Nachdem sich die von der Bush-Regierung im Irak vermuteten Massenvernichtungswaffen schon lange verflüchtigt hatten und allmählich Iran, das möglicherweise ein Atomwaffenprogramm anstrebt, ins Zentrum der Aufmerksamkeit und Drohungen gerückt wurde, hat Nordkorea weiterhin in Ruhe sein existierendes Atomwaffenprogramm verfolgen können, weil sich die Bush-Regierung weigerte, in direkte Verhandlungen mit dem Regime einzutreten, aber auch nicht wie im Fall von Irak eine militärische Intervention anzudrohen und auszuführen. Die US-Regierung bezeichnet nun wieder einmal den Atomwaffentest als „Provokation“ und fordert scharfe Maßnahmen vom UN-Sicherheitsrat. Zusammen mit Japan will die US-Regierung eine Resolution im Sicherheitsrat einreichen, der heute zu einer Sondersitzung zusammentrifft. Möglicherweise hat Nordkorea mit dem Test tatsächlich eine Linie überschritten. Mit außergewöhnlichem Nachdruck hat nun auch die chinesische Regierung Nordkorea verurteilt. Allerdings fordert sie alle zu einer ruhigen Reaktion und zur Wiederaufnahme von Verhandlungen auf. China ist der wichtigste Handelspartner Nordkoreas. Südkorea hat seine Armee in eine erhöhte Alarmbereitschaft versetzt, scheint sich aber mit der Androhung von Konsequenzen zurückzuhalten. Russland forderte alle beteiligten Staaten zur Zurückhaltung und Nordkorea zur Wiederaufnahme der Verhandlungen und zur Einhaltung des Abkommens über die Nichtverbreitung von Atomwaffen auf.

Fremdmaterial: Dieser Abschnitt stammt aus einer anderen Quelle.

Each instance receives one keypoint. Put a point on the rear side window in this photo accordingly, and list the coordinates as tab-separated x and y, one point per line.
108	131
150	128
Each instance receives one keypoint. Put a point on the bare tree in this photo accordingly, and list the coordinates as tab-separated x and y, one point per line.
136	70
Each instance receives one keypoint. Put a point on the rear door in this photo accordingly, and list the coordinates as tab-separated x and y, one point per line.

Nordkorea hatte in einer Mitteilung den „erfolgreichen“ unterirdischen Test als ungefährlich bezeichnet, da keine radioaktive Strahlung ausgetreten sei. Er sei unter „sicheren Bedingungen“ durchgeführt worden und bringe die Nation einen großen Schritt nach vorne. Zuvor hieß es schon, dass das Regime angeblich seine Atomwaffen nur zur Verteidigung, nicht zum Angriff benutzen werde. Nordkorea hatte kurz vor dem Test diesen der chinesischen Regierung angekündigt, die die Information an die US-Regierung weiter gegeben hat. Sollte es sich tatsächlich um einen erfolgreichen Atomwaffentest gehandelt haben, dürfte das nordkoreanische Regime sich damit einen Trumpf verschafft haben, der es vor militärischen Aktionen schützt. Allerdings könnte sich die Lage weiter destabilisieren, wenn die UN nun wirklich scharfe, auch von Russland und China getragene Sanktionen beschließen sollte, die das verarmte Land noch weiter in den Ruin stürzen würden. Schließlich hat Kim Jong Il bereits demonstriert, dass er die Spirale der Drohgesten weiter vorantreibt, um seine Herrschaft zu sichern und seinen Forderungen Nachdruck zu verleihen, ohne auf die Interessen seines Volkes Rücksicht zu nehmen.